CATANZARO “La nostra storia vive. I grandi nomi della cultura e dello spettacolo – dichiara l’assessore al Turismo, Lavoro e Sviluppo economico della Regione Calabria, Giovanni Calabrese – possono dare ulteriore forza e visibilità ai nostri siti archeologici, valorizzando la Locride e l’immagine della Calabria.
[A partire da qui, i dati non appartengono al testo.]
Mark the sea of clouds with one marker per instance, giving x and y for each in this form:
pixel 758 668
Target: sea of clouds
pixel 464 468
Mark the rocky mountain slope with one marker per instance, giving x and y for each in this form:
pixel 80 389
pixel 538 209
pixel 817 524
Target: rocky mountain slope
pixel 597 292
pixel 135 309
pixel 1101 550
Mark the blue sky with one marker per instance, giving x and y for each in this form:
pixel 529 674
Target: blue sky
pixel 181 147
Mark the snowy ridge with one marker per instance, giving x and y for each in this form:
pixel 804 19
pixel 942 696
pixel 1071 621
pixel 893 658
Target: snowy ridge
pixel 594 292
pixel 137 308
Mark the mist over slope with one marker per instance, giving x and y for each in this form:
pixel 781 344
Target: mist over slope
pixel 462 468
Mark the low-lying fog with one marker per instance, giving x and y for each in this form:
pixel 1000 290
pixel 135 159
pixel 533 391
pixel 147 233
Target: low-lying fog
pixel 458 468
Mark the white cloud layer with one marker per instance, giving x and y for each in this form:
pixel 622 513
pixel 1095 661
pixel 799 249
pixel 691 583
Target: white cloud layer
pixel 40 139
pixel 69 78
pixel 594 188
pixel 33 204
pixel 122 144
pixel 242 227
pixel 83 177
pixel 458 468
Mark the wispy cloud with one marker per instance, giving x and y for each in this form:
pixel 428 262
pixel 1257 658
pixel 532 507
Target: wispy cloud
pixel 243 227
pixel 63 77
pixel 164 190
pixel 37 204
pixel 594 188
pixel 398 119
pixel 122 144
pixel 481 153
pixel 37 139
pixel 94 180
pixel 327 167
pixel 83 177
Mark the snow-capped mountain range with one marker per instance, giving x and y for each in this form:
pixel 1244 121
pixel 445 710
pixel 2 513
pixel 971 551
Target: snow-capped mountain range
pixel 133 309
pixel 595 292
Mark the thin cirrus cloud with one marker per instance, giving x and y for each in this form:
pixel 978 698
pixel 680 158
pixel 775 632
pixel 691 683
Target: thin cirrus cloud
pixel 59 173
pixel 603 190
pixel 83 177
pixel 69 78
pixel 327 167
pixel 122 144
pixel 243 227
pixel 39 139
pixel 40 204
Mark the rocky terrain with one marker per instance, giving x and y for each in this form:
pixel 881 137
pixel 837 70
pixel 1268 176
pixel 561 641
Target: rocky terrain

La Locride al centro di un nuovo racconto dal 24 al 30 agosto con sei giornate tra i parchi archeologici della Locride con itinerari culturali, musica, teatro, degustazioni e momenti di confronto. “Da stasera a domenica 30 agosto ci aspetta un viaggio straordinario nel cuore della nostra storia, tra mare, archeologia, cultura, talk, spettacoli e grande musica. Perché la nostra storia non appartiene soltanto al passato: continua a vivere nel mare, nelle pietre millenarie, nella musica e nelle emozioni della nostra bellissima Calabria. Una Calabria che custodisce le proprie radici e le trasforma in bellezza, cultura e futuro”. “Luce sui parchi – spiega Calabrese – è il format dedicato alla valorizzazione del patrimonio archeologico della Locride, in programma da stasera a domenica 30 agosto. Un progetto che mette al centro alcuni dei luoghi più significativi della storia calabrese e li trasforma in spazi di incontro, scoperta e partecipazione, attraverso un calendario di appuntamenti che intreccia archeologia, cultura, spettacolo, musica e identità territoriale. È un progetto che vogliamo replicare e che ha già ottenuto il patrocinio del Ministero del Turismo, che ringrazio per l’attenzione e la sensibilità dimostrate nei confronti della Calabria. Il programma propone itinerari culturali, visite, momenti di narrazione, spettacoli, degustazioni, talk e occasioni di confronto. Sei giornate nelle quali l’archeologia diventa il punto di partenza di un’esperienza più ampia, capace di mettere in relazione patrimonio, territorio e comunità e di offrire ai visitatori nuovi modi per conoscere e vivere la Locride. L’obiettivo – sottolinea infine l’assessore Calabrese – è di costruire un modello capace di valorizzare i parchi archeologici attraverso la contaminazione tra storia e contemporaneità, coinvolgendo visitatori, comunità, operatori e imprese e rafforzando il legame tra patrimonio culturale, turismo e territorio”. Il viaggio parte da Locri, dal suggestivo Parco archeologico e dalla nuova Arena Epizefiri, per proseguire verso il Teatro Greco-Romano di Portigliola, l’Antica Kaulon di Monasterace e la Villa Romana di Casignana.